Mrs. Marshall was wont to sleep as soundly as her toil and wholesome state of mind and conscience deserved; but this night she was disturbed by thoughts of the disclosure she must make in the morning. She scarcely closed her eyes while it was dark, and after it began to dawn, lay broad awake, watching the pink clouds that sailed past her little lattice, and planning how the washing, ironing, and preparing of Sally’s few clothes was to be done, in addition to the day’s business. Presently she thought she heard the noise of somebody stirring behind the little partition. She sat up and looked about her, thinking it might be one of the many children in the room; but they were all sound asleep in their wonted and divers postures. After repeated listenings, she softly rose to go and see what could ail Sally. She found her at the window; not, alas! watching the sunrise—for no sunrise should Sally ever more see—but drying her pillow in its first rays. The moment she perceived she was observed, she tossed the pillow into bed again, and scrambled after it; but it was too late to avoid explanation.

“It grieves me to chide you, my dear,” said cousin Marshall; “but how should your eyes get better, if you take no more care of them? Here is your pillow wet through, wetter than it could have been if you had not been crying all night, and you are looking up at the flaring sky, instead of shutting your poor eyes in sleep.”

“If I sleep ever so sound, cousin, I always wake when the sun rises, and I try sometimes how much I can see of him.

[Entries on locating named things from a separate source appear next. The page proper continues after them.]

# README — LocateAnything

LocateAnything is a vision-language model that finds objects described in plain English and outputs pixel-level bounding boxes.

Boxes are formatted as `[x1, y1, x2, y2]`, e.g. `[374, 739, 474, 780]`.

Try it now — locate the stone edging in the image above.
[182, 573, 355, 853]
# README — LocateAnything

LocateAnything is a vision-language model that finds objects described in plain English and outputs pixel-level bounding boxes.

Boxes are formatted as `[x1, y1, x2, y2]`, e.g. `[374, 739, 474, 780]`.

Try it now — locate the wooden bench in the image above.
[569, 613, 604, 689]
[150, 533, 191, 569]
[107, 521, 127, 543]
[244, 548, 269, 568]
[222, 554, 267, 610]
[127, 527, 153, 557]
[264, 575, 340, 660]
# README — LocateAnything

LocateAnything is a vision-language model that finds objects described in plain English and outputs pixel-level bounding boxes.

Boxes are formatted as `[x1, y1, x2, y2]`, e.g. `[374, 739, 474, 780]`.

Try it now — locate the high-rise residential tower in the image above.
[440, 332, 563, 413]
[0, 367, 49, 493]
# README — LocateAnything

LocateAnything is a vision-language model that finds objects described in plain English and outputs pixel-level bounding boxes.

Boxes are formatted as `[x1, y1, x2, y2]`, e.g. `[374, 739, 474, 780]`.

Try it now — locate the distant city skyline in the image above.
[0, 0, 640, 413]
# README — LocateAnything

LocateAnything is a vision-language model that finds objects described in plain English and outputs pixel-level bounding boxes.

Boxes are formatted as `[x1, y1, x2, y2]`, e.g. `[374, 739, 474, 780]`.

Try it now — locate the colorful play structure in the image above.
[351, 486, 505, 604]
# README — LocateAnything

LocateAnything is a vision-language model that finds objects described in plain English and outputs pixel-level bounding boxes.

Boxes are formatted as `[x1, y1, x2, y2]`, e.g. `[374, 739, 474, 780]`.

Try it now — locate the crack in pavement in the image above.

It was scarce a blink to-day; so you need not fear its making my eyes ache any more. They never will be tried with bright light again! It is little more than a month since I could see yon tiled roof glistening at sunrise, and now I can’t.”

“That is no rule, my dear; the sun has moved somewhat, so that we can’t see it strike straight upon it. That tiled roof looks blue to me now, and dull.”

“Does it indeed?” cried Sally, starting up. “However, that is no matter, cousin; for my eyes are certainly very bad, and soon I shall not be able to do anything.”